Pub tenancy and lease agreements will include requirements to keep the property in good condition and the agreement will (or should) make clear who is responsible for what. At the end of the tenancy or lease, the pub company may claim for ‘dilapidations’ i.e. for the cost of carrying out the repairs that should have been done by the licensee. As might be imagined, this is an area where disputes are rife.
Dilapidations are covered by the Landlord and Tenant Act 1927. This states that a landlord can only claim for any diminution in the capital value of the property that stems from repair obligations not having been undertaken. The Act also disallows the landlord from charging for work where tenants intend making alterations e.g. repairing an internal wall which will then be removed as part of a renovation scheme.
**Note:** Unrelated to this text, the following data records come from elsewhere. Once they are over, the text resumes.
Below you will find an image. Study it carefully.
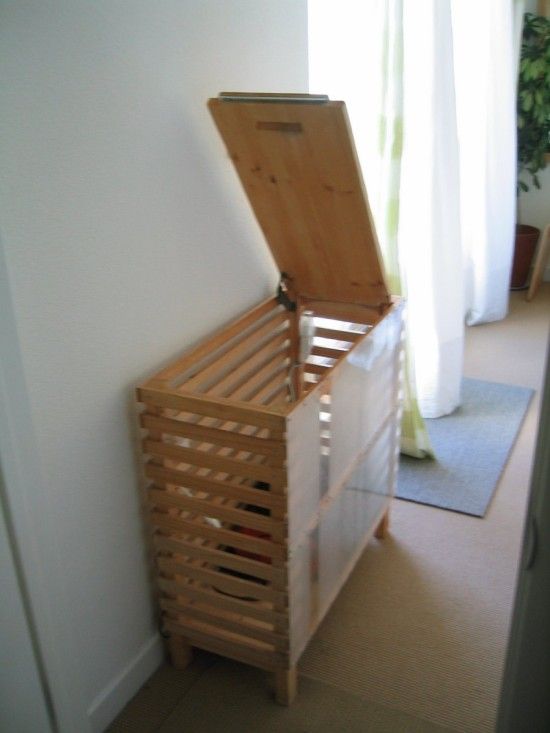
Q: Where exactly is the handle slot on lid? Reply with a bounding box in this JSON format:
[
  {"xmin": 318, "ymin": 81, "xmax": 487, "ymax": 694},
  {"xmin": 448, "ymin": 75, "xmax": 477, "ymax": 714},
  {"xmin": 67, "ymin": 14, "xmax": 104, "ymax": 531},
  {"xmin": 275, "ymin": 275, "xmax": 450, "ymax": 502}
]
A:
[{"xmin": 256, "ymin": 121, "xmax": 303, "ymax": 132}]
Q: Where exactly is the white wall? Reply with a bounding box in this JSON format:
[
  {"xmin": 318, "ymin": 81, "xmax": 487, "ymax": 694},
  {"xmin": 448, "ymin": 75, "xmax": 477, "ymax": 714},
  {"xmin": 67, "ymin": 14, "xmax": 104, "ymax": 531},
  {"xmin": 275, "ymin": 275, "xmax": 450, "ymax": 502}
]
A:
[{"xmin": 0, "ymin": 0, "xmax": 307, "ymax": 733}]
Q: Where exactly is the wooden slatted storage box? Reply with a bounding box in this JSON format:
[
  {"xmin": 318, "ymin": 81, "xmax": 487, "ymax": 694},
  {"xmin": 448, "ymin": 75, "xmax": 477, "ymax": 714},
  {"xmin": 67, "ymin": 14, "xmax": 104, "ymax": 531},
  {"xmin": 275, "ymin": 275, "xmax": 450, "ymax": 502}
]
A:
[{"xmin": 137, "ymin": 95, "xmax": 402, "ymax": 703}]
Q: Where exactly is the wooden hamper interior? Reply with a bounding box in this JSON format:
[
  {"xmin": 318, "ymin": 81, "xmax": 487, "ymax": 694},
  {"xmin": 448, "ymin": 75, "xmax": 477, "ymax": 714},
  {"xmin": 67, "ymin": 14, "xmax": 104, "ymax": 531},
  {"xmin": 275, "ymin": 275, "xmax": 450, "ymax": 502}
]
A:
[{"xmin": 138, "ymin": 93, "xmax": 402, "ymax": 703}]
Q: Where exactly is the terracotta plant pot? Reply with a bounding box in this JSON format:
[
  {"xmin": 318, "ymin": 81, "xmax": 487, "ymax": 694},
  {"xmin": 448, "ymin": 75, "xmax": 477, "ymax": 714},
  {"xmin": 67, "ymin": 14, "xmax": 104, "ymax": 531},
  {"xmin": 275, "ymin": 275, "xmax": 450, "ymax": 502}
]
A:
[{"xmin": 510, "ymin": 224, "xmax": 540, "ymax": 290}]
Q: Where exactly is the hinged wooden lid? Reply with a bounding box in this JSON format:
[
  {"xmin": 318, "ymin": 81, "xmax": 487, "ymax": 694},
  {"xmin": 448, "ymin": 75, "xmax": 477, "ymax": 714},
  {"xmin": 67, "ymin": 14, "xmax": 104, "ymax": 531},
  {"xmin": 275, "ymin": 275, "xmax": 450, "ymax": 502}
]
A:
[{"xmin": 208, "ymin": 93, "xmax": 390, "ymax": 307}]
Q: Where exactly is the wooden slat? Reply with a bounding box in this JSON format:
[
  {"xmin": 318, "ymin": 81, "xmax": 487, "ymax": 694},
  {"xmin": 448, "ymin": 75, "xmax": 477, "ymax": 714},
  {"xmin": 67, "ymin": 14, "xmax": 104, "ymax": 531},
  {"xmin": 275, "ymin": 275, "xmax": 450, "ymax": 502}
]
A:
[
  {"xmin": 147, "ymin": 489, "xmax": 285, "ymax": 538},
  {"xmin": 137, "ymin": 387, "xmax": 285, "ymax": 431},
  {"xmin": 140, "ymin": 413, "xmax": 285, "ymax": 455},
  {"xmin": 304, "ymin": 298, "xmax": 382, "ymax": 326},
  {"xmin": 164, "ymin": 619, "xmax": 287, "ymax": 670},
  {"xmin": 161, "ymin": 600, "xmax": 289, "ymax": 652},
  {"xmin": 311, "ymin": 345, "xmax": 348, "ymax": 359},
  {"xmin": 182, "ymin": 312, "xmax": 294, "ymax": 398},
  {"xmin": 153, "ymin": 534, "xmax": 282, "ymax": 582},
  {"xmin": 157, "ymin": 557, "xmax": 285, "ymax": 603},
  {"xmin": 148, "ymin": 298, "xmax": 280, "ymax": 387},
  {"xmin": 304, "ymin": 361, "xmax": 330, "ymax": 374},
  {"xmin": 143, "ymin": 440, "xmax": 286, "ymax": 486},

Most tenancies these days are, what is called, ‘put and keep agreements’. This means that if something is in disrepair, you take on the responsibility to put it right. Some pub companies have used this to claim the cost of rectifying very long-standing structural faults so tenants need to take great care before signing the agreement, including getting their own structural survey. They should then negotiate some kind of discount to compensate for the work that both parties agree needs to be carried out. An agreed schedule of condition at the start of the tenancy will limit both liability and the scope for later argument.
Pub companies are required to provide a schedule of dilapidations either six months before the tenancy ends or within two months of notice being served on or by the tenant. (However, a wise tenant will start negotiations well before this. They could, for instance, insist on an annual ‘want and repair’ schedule documenting any potential issues, thus making unexpected final demands easier to challenge.) The company will employ a surveyor to inspect the property though the tenant will have to meet the cost (around £800). The outcome will be a schedule setting out all the alleged breaches of repair liability along with a bill payable to the company to carry out those repairs — although the tenant can choose to arrange the repairs themselves, which just might turn out cheaper.
Should the tenant not accept the report they can then appoint their own surveyor (albeit at a cost). The parties then need to negotiate agreement on a fair bill — easier said than done in many cases. If no progress can be made then the Royal Institute of Chartered Surveyors offers a Dilapidations Dispute Resolution Scheme which levels the playing field by having an independent surveyor produce a report. Outcomes can be revealing e.g. in one case the company’s surveyor costed repairs at £168k while the independent’s figure was £25k.
Tenants and tenant campaigners regularly accuse pub companies of ‘trying it on’ with dilapidations, using them both as an income stream and a deterrent to pursuing the Market Rent Only option. They also have evidence that where the costs of dilapidation are charged to outgoing tenants, the work is rarely if ever done and therefore inherited by the new people. The Pubs Code Adjudicator acknowledged the difficulties that often arise and so established a working group, led by the British Beer and Pub Association, to investigate what could be done to address the issues. The final guidance was due to be published ‘by the end of 2019’ — nothing has yet materialised but the BBPA are ‘hopeful’ that it will by the end of 2021. (At time of writing, October 2023, there is still nothing.)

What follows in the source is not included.